Wednesday, August 22, 2007

Power struggle in boardroom

Movers and Shakers ...

“Stephen Burch quits at Virgin Media after power struggle in boardroom”

Stephen Burch, the chief executive of Virgin Media, resigned yesterday after a series of boardroom rows with Jim Mooney, the chairman, and Bill Huff, the key investor, left him with little choice but to leave the cable company after just 18 months.

It is understood that Mr Burch, who moved from the United States to take the job, felt unable to run the business because all strategic decisions were being taken by Mr Mooney, based in New York, and Mr Huff, who chairs the executive committee.

Mr Burch will receive a $7 million (£3.53 million) payoff in return for agreeing not to help any would-be bidders for Virgin Media over the next 12 months, as he departed immediately for what the company described as “family and personal reasons”.

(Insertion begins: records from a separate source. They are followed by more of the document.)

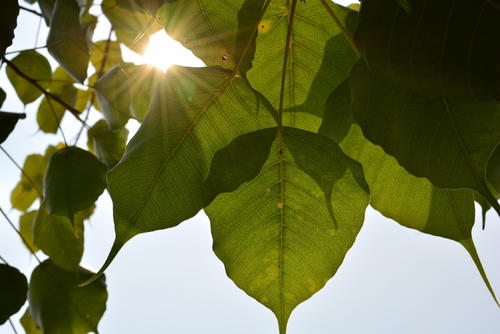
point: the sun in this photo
(163, 52)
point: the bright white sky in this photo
(394, 280)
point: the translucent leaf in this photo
(59, 306)
(108, 145)
(37, 67)
(284, 234)
(112, 91)
(441, 48)
(409, 200)
(447, 141)
(13, 289)
(8, 22)
(73, 182)
(159, 182)
(8, 122)
(68, 41)
(60, 238)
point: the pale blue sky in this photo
(394, 280)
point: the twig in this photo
(71, 109)
(31, 11)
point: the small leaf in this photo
(439, 48)
(73, 182)
(112, 91)
(159, 182)
(68, 41)
(108, 145)
(8, 122)
(447, 141)
(59, 306)
(28, 323)
(284, 234)
(411, 201)
(37, 67)
(13, 289)
(8, 22)
(60, 238)
(26, 229)
(113, 55)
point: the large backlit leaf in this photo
(73, 182)
(285, 233)
(105, 53)
(37, 67)
(112, 91)
(8, 22)
(437, 48)
(132, 28)
(13, 289)
(51, 112)
(411, 201)
(320, 57)
(447, 141)
(60, 238)
(8, 122)
(108, 145)
(68, 41)
(159, 181)
(59, 306)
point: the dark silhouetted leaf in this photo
(440, 48)
(8, 122)
(59, 238)
(59, 306)
(108, 145)
(8, 22)
(13, 289)
(37, 67)
(73, 182)
(447, 141)
(285, 233)
(411, 201)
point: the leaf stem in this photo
(30, 10)
(19, 233)
(346, 33)
(30, 180)
(44, 91)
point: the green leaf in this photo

Mr Burch, although nominally chief executive, was described by insiders as “third in the hierarchy, at best” at a company where “decisions that should be taken in the UK were being made in the United States”. In particular, Mr Burch was not thought to be a supporter of the bid by NTL for ITV – an act initiated by a phone call from Mr Mooney to the commercial broadcaster’s then chairman Sir Peter Burt.

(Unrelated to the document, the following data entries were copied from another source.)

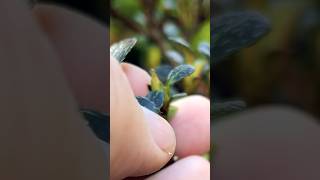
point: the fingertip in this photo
(191, 124)
(189, 168)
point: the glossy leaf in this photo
(157, 97)
(234, 31)
(204, 48)
(163, 71)
(145, 102)
(156, 84)
(179, 73)
(178, 96)
(121, 49)
(171, 112)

It is the second time that a chief executive of the cable group has departed unexpectedly in the past three years. Simon Duffy, the previous incumbent, was moved suddenly into the titular role of executive deputy chairman in December 2005 to make way for Mr Burch after a similar falling-out.

The alliance between Mr Mooney and Mr Huff dates from the rescue of the near-bankrupt NTL by a group of hedge funds led by Mr Huff. He recruited Mr Mooney and has remained the power behind the throne ever since, even though he has cut his fund’s shareholding to 4.5 per cent. However, Mr Huff retains considerable power because he remains chairman of the executive committee. He is understood to ask for information daily from the company’s executives and he is still able to control who is hired and how money is spent.

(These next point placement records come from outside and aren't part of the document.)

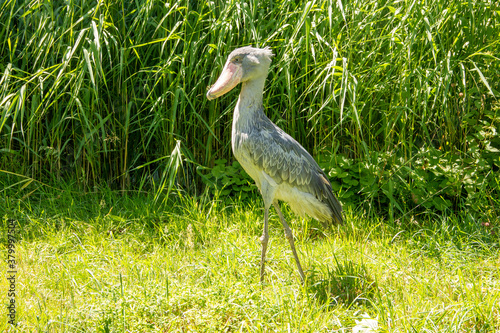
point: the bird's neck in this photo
(249, 110)
(249, 103)
(251, 95)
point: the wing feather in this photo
(285, 160)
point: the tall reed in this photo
(114, 91)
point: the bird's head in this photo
(243, 64)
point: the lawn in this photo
(115, 263)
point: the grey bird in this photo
(279, 165)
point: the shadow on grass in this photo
(346, 283)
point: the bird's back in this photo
(273, 158)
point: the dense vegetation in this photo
(131, 214)
(398, 100)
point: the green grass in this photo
(108, 262)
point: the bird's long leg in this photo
(289, 236)
(263, 240)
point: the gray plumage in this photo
(281, 167)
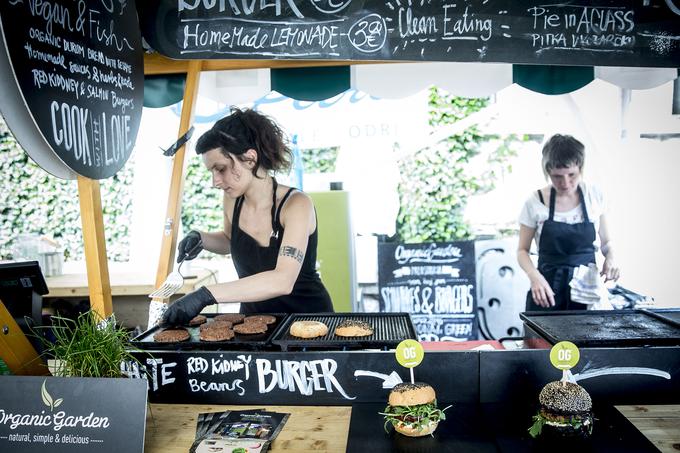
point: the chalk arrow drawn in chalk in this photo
(595, 372)
(389, 380)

The internal problems were one of the factors that prompted Carlyle Group, the venture capital firm, to make an approach at $33 a share, with the view of moving the management of the business to the UK after buying out Mr Huff and removing Mr Mooney. That move collapsed after Virgin Media decided to hire Goldman Sachs to conduct an auction of the company just as the global credit crisis made it impossible for venture capital groups to borrow the sums required.

Mr Burch’s departure comes just as it became clear that a sale may not happen until 2008. He will be replaced temporarily by Neil Berkett, the chief operating officer. Virgin Media shares eased 13 cents to $22.66 in lunchtime trading in New York.